Skip to content

Identity Contract

VulnParse-Pin uses deterministic identity construction to keep findings and assets stable across runs when canonical inputs are equivalent.

Why identity contract matters

  • Enables reliable deduplication and comparison workflows
  • Supports reproducible scoring and ranking outputs
  • Simplifies downstream joins to CMDB/ticketing/reporting systems

Asset identity

Asset IDs are generated from canonicalized host attributes (not random UUIDs).

Conceptually:

asset_id = hash(canonical(ip, hostname))

Implementation resides in src/vulnparse_pin/core/id.py.

Finding identity

Finding IDs are generated from canonicalized finding context, including:

  • Asset identity
  • Scanner signature/plugin identity
  • Service tuple (protocol/port)
  • Finding kind/title signal

Conceptually:

finding_id = hash(canonical(asset_id, scanner_sig, proto, port, kind))
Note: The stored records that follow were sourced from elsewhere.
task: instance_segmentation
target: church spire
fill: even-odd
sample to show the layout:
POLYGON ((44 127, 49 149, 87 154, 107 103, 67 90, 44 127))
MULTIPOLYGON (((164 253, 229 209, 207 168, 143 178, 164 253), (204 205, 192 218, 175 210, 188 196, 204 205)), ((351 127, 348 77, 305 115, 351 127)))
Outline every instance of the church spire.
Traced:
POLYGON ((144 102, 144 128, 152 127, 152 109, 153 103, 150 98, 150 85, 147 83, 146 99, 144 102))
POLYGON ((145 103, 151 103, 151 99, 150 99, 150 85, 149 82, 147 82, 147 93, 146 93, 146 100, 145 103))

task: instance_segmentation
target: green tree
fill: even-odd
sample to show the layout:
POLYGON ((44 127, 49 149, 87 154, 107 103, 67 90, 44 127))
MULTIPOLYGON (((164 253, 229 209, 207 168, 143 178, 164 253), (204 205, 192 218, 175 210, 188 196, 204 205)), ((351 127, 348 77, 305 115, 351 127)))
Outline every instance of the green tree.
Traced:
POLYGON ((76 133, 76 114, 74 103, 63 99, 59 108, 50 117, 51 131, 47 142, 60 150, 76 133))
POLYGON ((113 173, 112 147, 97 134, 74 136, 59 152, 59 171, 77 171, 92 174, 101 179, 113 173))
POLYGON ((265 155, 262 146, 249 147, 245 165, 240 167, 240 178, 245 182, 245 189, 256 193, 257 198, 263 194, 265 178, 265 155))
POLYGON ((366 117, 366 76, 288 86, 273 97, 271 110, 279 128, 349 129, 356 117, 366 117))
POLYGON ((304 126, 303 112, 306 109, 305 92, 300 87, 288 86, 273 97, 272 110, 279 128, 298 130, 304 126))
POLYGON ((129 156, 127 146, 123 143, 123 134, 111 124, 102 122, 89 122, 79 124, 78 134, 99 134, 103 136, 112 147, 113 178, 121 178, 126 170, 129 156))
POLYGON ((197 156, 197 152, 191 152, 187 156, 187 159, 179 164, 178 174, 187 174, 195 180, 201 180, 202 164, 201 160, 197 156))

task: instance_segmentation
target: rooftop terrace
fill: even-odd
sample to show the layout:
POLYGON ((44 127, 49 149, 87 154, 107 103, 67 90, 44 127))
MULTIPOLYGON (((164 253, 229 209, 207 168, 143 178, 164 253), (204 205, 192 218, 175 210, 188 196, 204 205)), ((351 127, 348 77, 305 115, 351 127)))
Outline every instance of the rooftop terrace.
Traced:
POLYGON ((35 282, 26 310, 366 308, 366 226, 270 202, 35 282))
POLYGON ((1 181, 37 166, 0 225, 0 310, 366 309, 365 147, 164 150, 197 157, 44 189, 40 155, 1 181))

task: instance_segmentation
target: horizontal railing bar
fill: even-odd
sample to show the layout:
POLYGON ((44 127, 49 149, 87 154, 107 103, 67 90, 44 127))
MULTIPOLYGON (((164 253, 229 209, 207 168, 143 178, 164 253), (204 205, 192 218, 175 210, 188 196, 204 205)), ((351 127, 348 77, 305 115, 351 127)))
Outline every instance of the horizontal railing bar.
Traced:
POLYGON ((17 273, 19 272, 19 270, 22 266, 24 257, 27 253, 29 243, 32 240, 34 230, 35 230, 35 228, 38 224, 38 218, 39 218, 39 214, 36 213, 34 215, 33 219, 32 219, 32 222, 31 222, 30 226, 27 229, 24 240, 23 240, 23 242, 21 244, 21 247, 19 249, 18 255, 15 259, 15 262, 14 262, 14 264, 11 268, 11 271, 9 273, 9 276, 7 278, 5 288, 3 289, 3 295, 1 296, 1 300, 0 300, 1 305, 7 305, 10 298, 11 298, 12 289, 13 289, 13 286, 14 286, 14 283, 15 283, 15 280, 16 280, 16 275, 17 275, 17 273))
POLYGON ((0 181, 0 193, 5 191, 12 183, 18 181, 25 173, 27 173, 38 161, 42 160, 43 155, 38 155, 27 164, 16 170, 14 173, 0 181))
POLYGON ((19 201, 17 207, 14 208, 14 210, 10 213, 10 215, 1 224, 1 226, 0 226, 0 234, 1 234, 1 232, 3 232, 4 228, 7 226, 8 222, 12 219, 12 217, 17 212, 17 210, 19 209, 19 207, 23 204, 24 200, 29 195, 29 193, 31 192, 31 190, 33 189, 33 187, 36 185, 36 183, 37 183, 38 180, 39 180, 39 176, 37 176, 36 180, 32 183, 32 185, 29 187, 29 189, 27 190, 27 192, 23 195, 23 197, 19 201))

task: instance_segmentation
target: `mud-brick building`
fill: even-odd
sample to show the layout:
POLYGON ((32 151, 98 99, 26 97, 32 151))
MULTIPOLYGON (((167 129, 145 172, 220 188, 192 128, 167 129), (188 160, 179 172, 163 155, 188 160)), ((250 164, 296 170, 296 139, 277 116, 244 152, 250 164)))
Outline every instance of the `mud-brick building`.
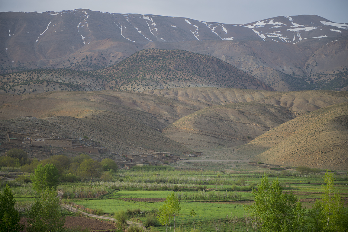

Canonicalization expectations

Normalization functions enforce stable semantics for:

  • Text fields (case/spacing cleanup)
  • Protocol values
  • Port coercion
  • Host string normalization

This minimizes accidental ID drift from formatting variation.

Versioning

Identity generation includes versioned canonical prefixes, allowing controlled evolution while preserving compatibility boundaries.

Contract guarantees

For equivalent canonical inputs, the resulting IDs should be identical across runs.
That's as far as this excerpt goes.